Treatment and Recovery

Mild tendonitis often improves within two to three weeks with basic self-care: reducing the activity that triggered it, applying ice to the area, and using over-the-counter anti-inflammatory pain relievers. The key in the early phase is giving the inflammatory process time to do its job without re-injuring the tissue.

When pain persists or limits your movement, physical therapy becomes the primary treatment. A supervised exercise program is the most common approach, and it typically centers on progressive loading, gradually increasing the demands on the tendon to stimulate organized collagen repair. Eccentric exercises (where the muscle lengthens under tension, like slowly lowering your heel off a step) have shown strong clinical results, particularly for Achilles and elbow tendonitis. For many people, combining eccentric work with other loading patterns and stretching produces better outcomes than eccentric exercise alone.
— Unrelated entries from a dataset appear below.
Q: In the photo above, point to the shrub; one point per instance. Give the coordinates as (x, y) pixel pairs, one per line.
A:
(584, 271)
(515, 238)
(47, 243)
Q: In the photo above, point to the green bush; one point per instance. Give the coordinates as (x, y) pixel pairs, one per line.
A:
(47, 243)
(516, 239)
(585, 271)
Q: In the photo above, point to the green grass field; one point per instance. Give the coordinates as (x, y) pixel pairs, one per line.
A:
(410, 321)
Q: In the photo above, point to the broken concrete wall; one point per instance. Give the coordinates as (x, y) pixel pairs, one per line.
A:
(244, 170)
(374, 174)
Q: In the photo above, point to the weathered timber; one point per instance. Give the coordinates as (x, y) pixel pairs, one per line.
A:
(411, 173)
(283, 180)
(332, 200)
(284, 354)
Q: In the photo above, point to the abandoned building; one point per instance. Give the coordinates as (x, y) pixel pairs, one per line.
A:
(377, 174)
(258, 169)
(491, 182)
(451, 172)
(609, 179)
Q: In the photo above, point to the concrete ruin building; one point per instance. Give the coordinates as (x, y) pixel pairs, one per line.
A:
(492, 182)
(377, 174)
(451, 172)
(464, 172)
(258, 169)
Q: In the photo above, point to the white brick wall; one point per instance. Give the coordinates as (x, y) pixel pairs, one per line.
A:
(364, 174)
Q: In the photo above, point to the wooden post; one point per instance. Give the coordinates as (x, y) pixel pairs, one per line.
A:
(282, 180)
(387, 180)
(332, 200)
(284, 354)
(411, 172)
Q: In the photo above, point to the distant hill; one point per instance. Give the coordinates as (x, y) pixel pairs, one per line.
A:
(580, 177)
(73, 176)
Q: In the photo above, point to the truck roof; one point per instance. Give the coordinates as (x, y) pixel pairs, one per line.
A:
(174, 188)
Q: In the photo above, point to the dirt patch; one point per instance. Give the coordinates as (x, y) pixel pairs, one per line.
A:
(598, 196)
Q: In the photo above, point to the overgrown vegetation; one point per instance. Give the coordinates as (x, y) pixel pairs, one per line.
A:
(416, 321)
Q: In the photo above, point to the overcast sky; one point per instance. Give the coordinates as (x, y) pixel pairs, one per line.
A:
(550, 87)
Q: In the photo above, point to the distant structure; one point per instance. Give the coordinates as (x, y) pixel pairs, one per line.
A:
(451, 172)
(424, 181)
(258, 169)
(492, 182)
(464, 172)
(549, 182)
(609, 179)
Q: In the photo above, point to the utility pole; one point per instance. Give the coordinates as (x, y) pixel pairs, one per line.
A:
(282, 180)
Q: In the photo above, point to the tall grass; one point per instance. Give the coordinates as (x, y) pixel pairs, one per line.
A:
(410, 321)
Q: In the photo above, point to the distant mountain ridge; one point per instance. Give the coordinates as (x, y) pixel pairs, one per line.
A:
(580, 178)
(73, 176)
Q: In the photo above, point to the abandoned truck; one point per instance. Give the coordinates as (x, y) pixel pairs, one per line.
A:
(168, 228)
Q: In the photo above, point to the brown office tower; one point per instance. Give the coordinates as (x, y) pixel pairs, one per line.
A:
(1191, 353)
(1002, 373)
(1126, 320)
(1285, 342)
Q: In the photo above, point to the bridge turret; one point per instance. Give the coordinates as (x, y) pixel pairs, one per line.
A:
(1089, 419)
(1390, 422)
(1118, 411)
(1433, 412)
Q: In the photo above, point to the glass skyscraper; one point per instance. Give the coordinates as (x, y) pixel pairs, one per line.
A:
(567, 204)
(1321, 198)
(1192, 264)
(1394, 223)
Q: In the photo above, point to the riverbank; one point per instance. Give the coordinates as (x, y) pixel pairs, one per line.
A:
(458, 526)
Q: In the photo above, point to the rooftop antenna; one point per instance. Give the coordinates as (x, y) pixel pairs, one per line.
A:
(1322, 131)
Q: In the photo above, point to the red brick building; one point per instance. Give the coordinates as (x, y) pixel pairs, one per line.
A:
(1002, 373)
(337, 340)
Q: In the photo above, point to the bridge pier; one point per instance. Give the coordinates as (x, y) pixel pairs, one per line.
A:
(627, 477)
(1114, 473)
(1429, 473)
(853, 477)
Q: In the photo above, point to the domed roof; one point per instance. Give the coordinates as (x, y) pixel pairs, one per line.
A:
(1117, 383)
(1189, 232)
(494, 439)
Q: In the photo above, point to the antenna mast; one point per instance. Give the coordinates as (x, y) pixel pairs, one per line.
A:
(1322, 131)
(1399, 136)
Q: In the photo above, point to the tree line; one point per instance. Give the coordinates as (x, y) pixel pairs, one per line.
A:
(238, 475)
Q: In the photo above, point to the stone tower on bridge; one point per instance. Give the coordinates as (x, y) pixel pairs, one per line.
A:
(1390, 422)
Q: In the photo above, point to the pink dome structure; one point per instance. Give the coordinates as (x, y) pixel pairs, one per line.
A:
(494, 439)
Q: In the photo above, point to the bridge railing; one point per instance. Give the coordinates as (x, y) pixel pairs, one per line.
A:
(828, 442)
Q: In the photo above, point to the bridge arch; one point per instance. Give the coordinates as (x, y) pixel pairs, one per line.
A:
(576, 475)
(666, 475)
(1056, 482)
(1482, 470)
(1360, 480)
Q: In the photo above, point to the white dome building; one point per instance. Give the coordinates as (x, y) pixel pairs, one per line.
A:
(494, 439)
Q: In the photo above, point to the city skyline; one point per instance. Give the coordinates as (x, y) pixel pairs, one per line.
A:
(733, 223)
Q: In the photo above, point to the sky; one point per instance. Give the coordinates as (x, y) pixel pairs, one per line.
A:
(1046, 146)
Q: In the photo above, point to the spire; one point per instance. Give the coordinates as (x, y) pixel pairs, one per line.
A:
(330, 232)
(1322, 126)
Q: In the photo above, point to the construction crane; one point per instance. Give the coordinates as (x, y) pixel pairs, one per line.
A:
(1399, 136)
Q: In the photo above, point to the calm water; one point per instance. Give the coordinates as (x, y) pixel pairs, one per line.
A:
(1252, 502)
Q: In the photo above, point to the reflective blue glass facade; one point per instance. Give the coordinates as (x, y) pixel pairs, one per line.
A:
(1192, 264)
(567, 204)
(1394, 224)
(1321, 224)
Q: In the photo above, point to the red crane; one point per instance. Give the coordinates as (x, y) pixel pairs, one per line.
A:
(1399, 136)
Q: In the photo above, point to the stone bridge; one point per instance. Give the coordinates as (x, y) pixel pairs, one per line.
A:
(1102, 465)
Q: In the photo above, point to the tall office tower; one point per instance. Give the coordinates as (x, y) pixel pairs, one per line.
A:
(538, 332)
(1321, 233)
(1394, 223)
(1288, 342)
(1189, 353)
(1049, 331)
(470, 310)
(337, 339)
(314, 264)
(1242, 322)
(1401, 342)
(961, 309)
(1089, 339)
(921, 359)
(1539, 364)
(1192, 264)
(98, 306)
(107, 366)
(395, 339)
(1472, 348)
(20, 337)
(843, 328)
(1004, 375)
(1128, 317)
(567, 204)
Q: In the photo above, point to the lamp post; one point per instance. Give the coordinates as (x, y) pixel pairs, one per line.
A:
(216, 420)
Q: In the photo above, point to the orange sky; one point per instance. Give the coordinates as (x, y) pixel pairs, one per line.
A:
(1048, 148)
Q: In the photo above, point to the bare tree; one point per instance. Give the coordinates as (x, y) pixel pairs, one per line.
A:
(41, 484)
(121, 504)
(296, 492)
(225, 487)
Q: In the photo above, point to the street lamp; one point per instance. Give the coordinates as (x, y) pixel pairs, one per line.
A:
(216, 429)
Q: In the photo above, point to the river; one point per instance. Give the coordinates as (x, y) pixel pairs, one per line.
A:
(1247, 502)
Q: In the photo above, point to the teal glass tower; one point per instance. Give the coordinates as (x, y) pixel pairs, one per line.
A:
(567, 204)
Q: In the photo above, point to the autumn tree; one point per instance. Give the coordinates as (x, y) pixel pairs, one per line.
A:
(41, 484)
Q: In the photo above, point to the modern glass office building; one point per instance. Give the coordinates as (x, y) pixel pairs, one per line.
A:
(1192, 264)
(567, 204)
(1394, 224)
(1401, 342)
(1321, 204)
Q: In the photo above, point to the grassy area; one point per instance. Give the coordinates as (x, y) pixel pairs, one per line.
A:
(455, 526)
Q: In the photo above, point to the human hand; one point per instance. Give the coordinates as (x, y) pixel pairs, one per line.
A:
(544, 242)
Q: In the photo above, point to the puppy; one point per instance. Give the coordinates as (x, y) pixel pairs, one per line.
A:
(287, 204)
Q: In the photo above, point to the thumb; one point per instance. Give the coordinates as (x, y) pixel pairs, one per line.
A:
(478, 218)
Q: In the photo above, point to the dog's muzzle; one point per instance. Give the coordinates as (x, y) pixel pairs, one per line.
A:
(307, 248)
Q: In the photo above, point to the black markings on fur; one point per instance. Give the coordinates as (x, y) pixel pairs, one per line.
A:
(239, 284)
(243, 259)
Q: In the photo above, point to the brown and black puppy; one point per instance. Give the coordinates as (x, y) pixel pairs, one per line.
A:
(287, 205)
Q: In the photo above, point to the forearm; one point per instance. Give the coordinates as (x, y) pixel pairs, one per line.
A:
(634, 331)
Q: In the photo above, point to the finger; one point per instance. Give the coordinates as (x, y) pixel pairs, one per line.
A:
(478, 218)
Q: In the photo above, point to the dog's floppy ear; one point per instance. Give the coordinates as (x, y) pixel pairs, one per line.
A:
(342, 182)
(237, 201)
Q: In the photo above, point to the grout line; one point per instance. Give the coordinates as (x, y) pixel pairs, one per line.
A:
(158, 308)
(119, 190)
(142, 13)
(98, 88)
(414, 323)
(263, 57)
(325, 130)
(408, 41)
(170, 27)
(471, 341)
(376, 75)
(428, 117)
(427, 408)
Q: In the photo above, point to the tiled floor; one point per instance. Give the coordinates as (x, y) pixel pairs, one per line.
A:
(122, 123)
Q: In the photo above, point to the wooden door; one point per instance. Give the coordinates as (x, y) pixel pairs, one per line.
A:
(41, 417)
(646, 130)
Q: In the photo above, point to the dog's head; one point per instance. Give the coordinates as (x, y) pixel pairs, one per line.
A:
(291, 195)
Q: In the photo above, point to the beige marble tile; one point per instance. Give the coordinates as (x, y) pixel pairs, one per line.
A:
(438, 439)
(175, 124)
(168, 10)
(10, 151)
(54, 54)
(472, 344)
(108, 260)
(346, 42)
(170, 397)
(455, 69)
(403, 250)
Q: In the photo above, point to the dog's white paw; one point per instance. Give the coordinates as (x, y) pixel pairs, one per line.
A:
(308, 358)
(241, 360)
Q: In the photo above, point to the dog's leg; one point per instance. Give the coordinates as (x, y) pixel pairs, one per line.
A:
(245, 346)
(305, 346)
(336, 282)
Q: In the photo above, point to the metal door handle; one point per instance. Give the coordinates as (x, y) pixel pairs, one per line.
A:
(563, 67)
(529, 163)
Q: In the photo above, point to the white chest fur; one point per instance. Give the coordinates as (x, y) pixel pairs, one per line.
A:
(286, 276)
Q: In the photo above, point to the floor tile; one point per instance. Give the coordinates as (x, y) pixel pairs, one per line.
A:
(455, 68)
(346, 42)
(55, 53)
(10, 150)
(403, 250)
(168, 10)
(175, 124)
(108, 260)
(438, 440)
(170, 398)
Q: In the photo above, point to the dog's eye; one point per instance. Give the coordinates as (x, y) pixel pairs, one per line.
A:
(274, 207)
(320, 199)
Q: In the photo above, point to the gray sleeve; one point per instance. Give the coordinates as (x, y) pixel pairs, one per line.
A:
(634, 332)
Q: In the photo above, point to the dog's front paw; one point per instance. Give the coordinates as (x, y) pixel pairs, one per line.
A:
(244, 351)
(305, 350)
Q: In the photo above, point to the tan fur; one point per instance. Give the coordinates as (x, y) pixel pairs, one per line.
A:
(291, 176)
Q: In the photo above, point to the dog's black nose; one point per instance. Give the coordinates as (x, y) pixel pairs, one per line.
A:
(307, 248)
Your therapist may also use manual techniques, soft tissue work, or external supports like braces during the rehabilitation period. The overall timeline depends on how early you start treatment and how long the problem has been developing. Catching it early and modifying your activity promptly gives you the best chance of a fast recovery.

What Happens if You Ignore It

Tendonitis that goes untreated or is repeatedly aggravated can progress to tendinosis, where the tendon’s structure deteriorates and its collagen fibers lose the organized alignment they need to bear load. This weakened tendon is bulkier but less strong, and it becomes increasingly vulnerable to tearing. A complete tendon rupture typically requires surgical repair and a significantly longer recovery. Addressing tendonitis early, even if the pain seems manageable, prevents this progression and keeps a relatively simple problem from becoming a complex one.